Sierra Leone Telegraph: 8 October 2018:
Today, the Intergovernmental Panel on Climate Change released a report detailing progress and pathways to liming global warming to 1.5 degrees Celsius.
Responding to the report, Mr. Apollos Nwafor, Pan Africa Director of Oxfam International said:
“Climate change has set our planet on fire, millions are already feeling the impacts, and the IPCC just showed that things can get much worse. Settling for 2 degrees would be a death sentence for people in many parts of Africa. The faster governments embrace the renewable energy revolution and move to protect communities at risk, the more lives and livelihoods that will be spared.
“A hotter Africa is a hungrier Africa. Today at only 1.1 degrees of warming globally, crops and livestock across the region are being hit and hunger is rising, [i] with poor small-scale women farmers, living in rural areas suffering the most. It only gets worse from here.
“To do nothing more and simply follow the commitments made in the Paris Agreement condemns the world to 3 degrees of warming. The damage to our planet and humanity would be exponentially worse and irreparable.

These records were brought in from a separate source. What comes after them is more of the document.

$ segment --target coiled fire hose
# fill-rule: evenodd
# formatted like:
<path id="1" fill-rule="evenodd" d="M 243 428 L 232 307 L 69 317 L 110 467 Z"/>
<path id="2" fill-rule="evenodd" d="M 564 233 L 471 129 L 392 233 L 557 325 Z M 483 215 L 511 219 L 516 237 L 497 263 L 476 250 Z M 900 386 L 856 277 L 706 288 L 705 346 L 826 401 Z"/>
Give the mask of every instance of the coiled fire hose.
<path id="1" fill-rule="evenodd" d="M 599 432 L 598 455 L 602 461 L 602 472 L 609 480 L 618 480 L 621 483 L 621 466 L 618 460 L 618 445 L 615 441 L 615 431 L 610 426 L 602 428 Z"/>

“None of this is inevitable. What gives us hope is that some of the poorest and lowest emitting countries are now leading the climate fight. We’ve moved from an era of ‘you first’ to ‘follow me’ – it’s time for the rich world to do just that.
“Oxfam calls for increased, responsible and accountable climate finance from rich countries that supports small scale farmers, especially women to realize their right to food security and climate justice.

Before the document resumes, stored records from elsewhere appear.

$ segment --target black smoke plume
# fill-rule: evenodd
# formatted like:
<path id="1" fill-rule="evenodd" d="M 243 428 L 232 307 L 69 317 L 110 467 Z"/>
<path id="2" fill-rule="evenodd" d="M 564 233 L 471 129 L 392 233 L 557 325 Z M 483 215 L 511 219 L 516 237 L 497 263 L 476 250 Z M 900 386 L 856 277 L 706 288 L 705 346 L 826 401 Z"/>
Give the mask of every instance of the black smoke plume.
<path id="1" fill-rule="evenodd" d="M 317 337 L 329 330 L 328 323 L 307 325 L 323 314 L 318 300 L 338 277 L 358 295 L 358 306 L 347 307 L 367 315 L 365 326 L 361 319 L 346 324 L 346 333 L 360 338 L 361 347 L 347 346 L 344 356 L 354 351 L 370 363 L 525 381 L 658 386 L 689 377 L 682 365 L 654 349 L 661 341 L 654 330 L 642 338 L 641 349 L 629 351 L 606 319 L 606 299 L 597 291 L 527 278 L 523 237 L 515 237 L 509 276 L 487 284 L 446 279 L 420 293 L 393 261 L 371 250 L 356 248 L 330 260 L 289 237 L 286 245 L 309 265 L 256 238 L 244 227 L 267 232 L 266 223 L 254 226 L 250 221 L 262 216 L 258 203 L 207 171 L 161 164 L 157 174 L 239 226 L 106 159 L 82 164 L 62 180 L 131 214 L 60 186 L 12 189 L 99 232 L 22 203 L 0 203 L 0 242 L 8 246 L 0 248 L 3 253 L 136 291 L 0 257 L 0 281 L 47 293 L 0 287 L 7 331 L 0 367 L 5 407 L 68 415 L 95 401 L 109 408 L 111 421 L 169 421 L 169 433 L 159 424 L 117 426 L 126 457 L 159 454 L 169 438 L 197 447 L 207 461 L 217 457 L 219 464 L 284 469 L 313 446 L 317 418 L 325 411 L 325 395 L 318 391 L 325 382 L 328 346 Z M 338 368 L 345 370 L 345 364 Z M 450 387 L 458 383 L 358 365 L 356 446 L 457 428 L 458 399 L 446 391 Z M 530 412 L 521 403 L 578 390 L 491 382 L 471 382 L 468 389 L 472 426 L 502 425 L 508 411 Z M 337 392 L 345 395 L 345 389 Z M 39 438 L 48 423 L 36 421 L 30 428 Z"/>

“While time is short, there is still a chance of keeping to 1.5 degrees of warming. We must reject any false solution like Large Scale Land Based Investments that means kicking small scale farmers off their land to make way for carbon farming and focus instead on stopping our use of fossil fuels, starting with an end to building new coal power stations worldwide.”
Climate impacts in Africa
Natural disasters such as droughts and floods have been thwarting development in the African continent. Fluctuations in agricultural production due to climate variations along with inefficient agricultural systems cause food insecurity, one of the most obvious indicators of poverty.
The 2016 El Niño phenomenon, which was super charged by the effects of climate change, crippled rain-fed agricultural production and left over 40 million people foods insecure in Africa. Without urgent action to reduce global emissions, the occurrence of climate shocks and stresses in the Africa region are expected to get much worse.
- On 5 July this year, Africa is likely to have registered its hottest reliable record temperature in Ouargla, northern Algeria, of 51.3C (124.3F).
- There is mounting evidence that higher temperatures linked to climate change have worsened drought and humanitarian disaster in East Africa, including last year’s drought which left over 13 million people dangerously hungry.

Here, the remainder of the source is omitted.